Tristán de Luna y Arellano attempted to establish a Spanish colony in Pensacola in 1559. A hurricane struck five weeks after the expedition arrived, sinking seven of the ships in the Luna fleet.
A team with the Florida Bureau of Archaeological Research, under the direction of Dr. Roger Smith, discovered the wreckage of one of those ships, called Emanuel Point I, in 1992.
Then, in 2006, UWF archaeologists discovered the remnants of a second ship, called Emanuel Point II.
In December 2015, the UWF archaeology program identified the location of the Luna land settlement.

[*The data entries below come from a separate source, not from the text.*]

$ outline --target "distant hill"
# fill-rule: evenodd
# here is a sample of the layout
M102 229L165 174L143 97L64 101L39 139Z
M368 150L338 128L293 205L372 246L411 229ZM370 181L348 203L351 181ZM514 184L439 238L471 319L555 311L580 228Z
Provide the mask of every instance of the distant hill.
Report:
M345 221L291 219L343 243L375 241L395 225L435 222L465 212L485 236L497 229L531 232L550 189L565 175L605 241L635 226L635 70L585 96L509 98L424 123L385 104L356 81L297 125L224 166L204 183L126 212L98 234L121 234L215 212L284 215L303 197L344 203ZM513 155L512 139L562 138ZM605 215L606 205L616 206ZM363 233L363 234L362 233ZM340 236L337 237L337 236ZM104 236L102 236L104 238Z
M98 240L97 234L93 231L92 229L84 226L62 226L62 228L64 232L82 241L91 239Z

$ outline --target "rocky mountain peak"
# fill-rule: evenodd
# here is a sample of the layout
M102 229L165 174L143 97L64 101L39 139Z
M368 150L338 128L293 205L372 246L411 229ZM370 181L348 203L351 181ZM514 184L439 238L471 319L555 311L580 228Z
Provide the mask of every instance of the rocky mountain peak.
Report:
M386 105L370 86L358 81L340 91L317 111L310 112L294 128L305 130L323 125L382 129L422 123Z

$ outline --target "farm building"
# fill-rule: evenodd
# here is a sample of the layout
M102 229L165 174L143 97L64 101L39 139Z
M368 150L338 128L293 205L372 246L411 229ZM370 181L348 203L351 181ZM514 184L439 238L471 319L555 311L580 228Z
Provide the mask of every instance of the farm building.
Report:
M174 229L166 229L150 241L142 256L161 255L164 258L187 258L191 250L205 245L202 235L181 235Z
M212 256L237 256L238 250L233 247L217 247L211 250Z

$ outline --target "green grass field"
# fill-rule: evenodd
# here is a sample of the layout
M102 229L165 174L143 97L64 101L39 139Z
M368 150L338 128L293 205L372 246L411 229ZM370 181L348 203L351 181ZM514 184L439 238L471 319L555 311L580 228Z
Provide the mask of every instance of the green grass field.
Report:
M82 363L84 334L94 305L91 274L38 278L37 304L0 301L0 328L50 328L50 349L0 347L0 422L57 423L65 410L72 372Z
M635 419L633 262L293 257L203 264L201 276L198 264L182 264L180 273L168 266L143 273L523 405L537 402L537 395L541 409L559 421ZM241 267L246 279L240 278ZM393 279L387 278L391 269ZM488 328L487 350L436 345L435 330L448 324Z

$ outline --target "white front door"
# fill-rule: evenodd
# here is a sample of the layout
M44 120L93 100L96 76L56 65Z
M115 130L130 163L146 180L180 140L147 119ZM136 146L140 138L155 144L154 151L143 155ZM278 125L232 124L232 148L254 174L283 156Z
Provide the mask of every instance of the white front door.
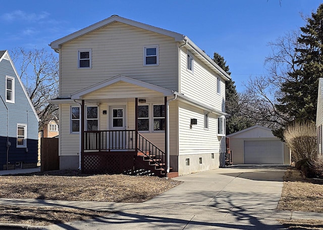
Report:
M126 149L126 106L113 105L109 109L109 146L111 149Z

“The Luna settlement site is in a Pensacola neighborhood with 100 percent private land,” said Dr. Elizabeth Benchley, director of the Division of Anthropology and Archaeology and the Archaeology Institute. “We have contacted over 120 property owners for permission to search for evidence of Luna on their land, and so far only five owners have turned us down. So this is truly an amazing neighborhood, and we are very grateful to them all.”

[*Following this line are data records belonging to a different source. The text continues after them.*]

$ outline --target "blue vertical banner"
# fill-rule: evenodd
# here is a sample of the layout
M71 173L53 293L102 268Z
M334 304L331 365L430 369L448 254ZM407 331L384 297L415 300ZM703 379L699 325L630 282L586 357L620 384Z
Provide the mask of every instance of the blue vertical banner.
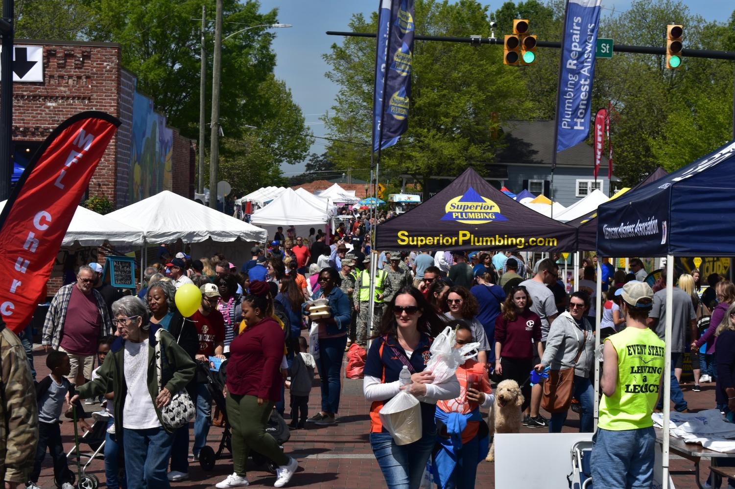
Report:
M373 151L398 141L409 125L414 41L413 0L381 0L373 102Z
M556 99L556 151L587 138L601 0L567 0Z

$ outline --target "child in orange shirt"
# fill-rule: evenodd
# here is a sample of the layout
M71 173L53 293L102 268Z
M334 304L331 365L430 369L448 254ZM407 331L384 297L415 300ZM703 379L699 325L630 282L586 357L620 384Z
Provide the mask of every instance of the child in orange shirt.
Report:
M448 324L455 329L455 348L472 343L472 329L465 321ZM459 396L437 402L437 430L439 449L432 459L434 482L439 488L475 487L477 464L487 454L487 424L482 421L480 408L495 402L485 366L467 360L456 370Z

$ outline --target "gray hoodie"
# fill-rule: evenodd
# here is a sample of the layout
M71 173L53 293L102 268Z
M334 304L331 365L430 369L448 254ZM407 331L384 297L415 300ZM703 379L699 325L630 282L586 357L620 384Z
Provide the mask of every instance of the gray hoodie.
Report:
M577 325L577 322L568 311L559 315L551 323L546 338L546 349L541 363L545 366L551 366L552 370L574 367L574 374L587 377L595 361L595 331L587 319L582 319L587 331L584 349L576 364L574 359L584 340L584 332Z

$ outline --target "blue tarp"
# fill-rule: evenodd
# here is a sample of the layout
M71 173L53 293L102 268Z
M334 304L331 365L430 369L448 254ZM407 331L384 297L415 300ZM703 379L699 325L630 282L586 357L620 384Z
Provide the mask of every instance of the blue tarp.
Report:
M728 256L735 250L735 141L598 209L605 256Z

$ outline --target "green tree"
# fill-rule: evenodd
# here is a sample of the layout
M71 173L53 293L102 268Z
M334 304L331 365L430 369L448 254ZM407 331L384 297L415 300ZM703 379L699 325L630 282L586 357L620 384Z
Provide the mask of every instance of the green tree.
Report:
M417 0L415 14L416 31L423 35L490 32L487 7L475 0ZM355 15L350 29L376 32L376 23L377 14L369 21ZM327 78L340 87L334 115L324 118L334 137L363 144L370 140L375 46L374 39L348 37L324 56L331 67ZM467 166L484 171L503 145L493 130L534 109L520 73L499 63L501 57L501 46L417 41L409 128L382 152L381 175L452 175ZM328 153L341 168L370 167L369 146L335 142Z

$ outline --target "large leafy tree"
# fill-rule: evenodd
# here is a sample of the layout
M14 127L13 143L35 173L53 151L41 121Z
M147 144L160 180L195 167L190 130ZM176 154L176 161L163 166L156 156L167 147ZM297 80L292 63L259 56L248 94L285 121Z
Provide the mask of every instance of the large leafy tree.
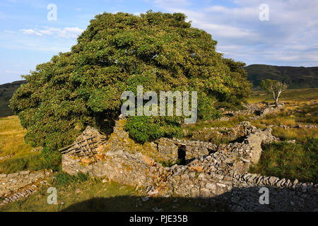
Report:
M211 35L185 19L182 13L151 11L140 16L97 15L71 52L37 65L11 99L11 107L28 130L26 141L57 150L87 125L110 128L119 114L121 94L136 93L139 85L143 92L198 91L204 119L218 114L217 103L240 105L249 90L244 64L223 59ZM148 121L163 124L156 133L163 136L162 129L170 128L166 124L176 124ZM138 125L143 126L130 127Z

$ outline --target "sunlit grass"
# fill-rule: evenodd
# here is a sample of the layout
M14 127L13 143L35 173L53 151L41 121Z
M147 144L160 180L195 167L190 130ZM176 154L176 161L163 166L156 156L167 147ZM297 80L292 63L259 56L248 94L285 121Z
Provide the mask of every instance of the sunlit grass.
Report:
M317 183L318 139L288 143L273 143L263 146L261 160L249 170L252 173L281 179L298 179Z
M169 198L141 198L146 194L136 191L131 186L113 182L103 183L102 179L90 178L78 182L73 177L57 175L49 186L57 189L57 204L47 203L47 188L42 188L33 196L15 203L0 207L0 211L153 211L153 208L163 208L164 211L222 211L225 204L216 205L200 198L188 198L171 196ZM57 178L60 177L60 178ZM72 181L72 182L70 182ZM69 183L71 182L71 183ZM59 185L58 184L59 184ZM62 186L61 186L61 184Z
M0 156L29 153L33 148L25 143L25 133L17 116L0 118Z

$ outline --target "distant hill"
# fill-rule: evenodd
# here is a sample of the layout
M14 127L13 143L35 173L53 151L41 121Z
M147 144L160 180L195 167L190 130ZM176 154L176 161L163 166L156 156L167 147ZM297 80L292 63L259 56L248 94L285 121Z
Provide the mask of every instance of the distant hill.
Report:
M273 79L288 83L288 88L305 88L318 87L318 66L281 66L266 64L252 64L244 68L248 74L248 80L254 88L264 79ZM0 117L12 115L8 107L9 100L13 93L25 81L0 85Z
M273 79L288 83L288 88L318 87L318 66L281 66L252 64L244 68L248 80L259 86L264 79Z
M25 81L18 81L11 83L0 85L0 117L13 114L8 107L9 100L20 85L25 83Z

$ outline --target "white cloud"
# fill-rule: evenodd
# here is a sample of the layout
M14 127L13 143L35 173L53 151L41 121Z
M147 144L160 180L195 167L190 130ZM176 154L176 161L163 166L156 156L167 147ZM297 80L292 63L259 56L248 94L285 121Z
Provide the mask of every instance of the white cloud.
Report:
M83 30L76 28L64 28L63 29L55 28L46 28L45 29L22 29L22 32L27 35L35 35L37 36L52 36L56 35L61 38L76 38L81 35Z
M40 32L38 32L33 29L22 29L21 30L23 34L27 34L27 35L35 35L37 36L42 36L42 35Z
M218 41L218 51L225 57L248 64L318 65L318 1L233 3L228 7L211 1L210 6L194 9L187 0L155 1L165 11L184 13L194 27L211 34ZM259 18L261 4L269 5L269 21Z

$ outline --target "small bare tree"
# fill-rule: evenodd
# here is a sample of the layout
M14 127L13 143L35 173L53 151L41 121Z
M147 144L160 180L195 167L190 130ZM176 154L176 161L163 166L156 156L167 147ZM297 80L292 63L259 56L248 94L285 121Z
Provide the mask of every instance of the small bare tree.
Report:
M261 82L261 88L268 94L271 95L275 101L275 106L278 105L278 97L281 93L287 88L287 85L279 81L265 79Z

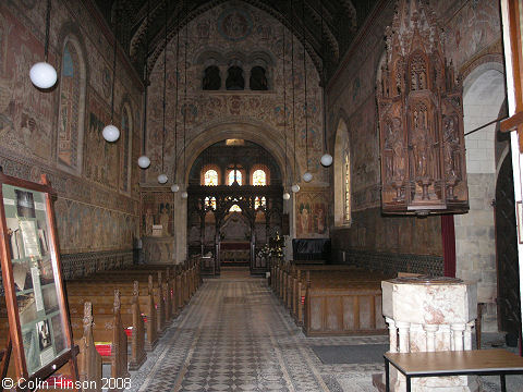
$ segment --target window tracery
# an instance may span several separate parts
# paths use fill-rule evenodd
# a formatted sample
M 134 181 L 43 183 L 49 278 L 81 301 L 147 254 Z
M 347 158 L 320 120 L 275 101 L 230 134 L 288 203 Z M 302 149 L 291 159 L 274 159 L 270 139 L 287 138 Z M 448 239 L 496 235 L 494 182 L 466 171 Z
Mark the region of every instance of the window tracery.
M 204 174 L 204 185 L 217 186 L 218 185 L 218 172 L 214 169 L 207 170 Z

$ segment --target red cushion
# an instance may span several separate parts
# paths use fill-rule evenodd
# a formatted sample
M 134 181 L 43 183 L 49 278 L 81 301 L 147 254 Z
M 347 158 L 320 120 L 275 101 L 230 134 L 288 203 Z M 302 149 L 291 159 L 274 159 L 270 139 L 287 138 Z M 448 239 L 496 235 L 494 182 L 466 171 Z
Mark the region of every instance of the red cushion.
M 111 356 L 111 346 L 110 343 L 95 344 L 96 351 L 101 356 Z

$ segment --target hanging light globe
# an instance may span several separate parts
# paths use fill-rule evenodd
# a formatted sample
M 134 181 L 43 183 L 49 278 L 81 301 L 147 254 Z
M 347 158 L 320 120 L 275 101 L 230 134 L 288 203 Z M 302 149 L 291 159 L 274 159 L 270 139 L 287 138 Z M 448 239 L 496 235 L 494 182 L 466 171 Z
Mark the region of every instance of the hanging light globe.
M 313 180 L 313 174 L 311 174 L 309 172 L 305 172 L 305 174 L 303 174 L 303 181 L 311 182 L 312 180 Z
M 332 164 L 332 156 L 330 154 L 324 154 L 319 160 L 326 168 Z
M 104 131 L 101 131 L 106 142 L 114 143 L 120 137 L 120 131 L 114 125 L 106 125 Z
M 47 62 L 37 62 L 29 71 L 31 82 L 39 88 L 51 88 L 57 83 L 57 70 Z
M 142 156 L 138 158 L 138 166 L 142 169 L 147 169 L 150 166 L 150 159 L 147 156 Z
M 160 184 L 165 184 L 167 182 L 167 174 L 162 173 L 162 174 L 158 175 L 158 182 Z

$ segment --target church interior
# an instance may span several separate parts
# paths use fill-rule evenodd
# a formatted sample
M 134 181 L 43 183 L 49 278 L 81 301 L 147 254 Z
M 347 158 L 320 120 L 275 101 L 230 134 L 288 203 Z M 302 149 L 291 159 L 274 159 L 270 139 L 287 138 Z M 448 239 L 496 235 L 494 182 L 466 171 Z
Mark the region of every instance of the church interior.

Dr. John Worth, an associate professor of anthropology at UWF who along with Benchley serves as the principal investigators of the Luna settlement site, told the audience about the hardships the colonists faced after the devastating hurricane.
“In the aftermath, the colonists dredged up what they could, picked the wrecks clean,” Worth said. “Indeed they actually pulled apart some of the lumber and built two brigantines to be able to travel along the coast, and so they spent the next two years ultimately trying to survive.
Because the bad thing about the original hurricane was that the Spaniards left all the food for 1,500 people on board the ships, because they believed the fleet was a more protected location compared to the land settlement during those first five weeks.”
Benchley said materials from the Luna land settlement so far have been found across at least nine city blocks or 27 acres.
The excavation on Emanuel Point I shipwreck included the discovery of an actual breastplate from a suit of armor, Mexican-Indian pottery and the hull of the wreck itself, considered one of the larger vessels lost in the hurricane, said Dr. Gregory Cook, assistant professor of anthropology. Emanuel Point II was discovered by a magnetometer survey during a UWF summer field school, said Cook, who is the principal investigator for the shipwreck site.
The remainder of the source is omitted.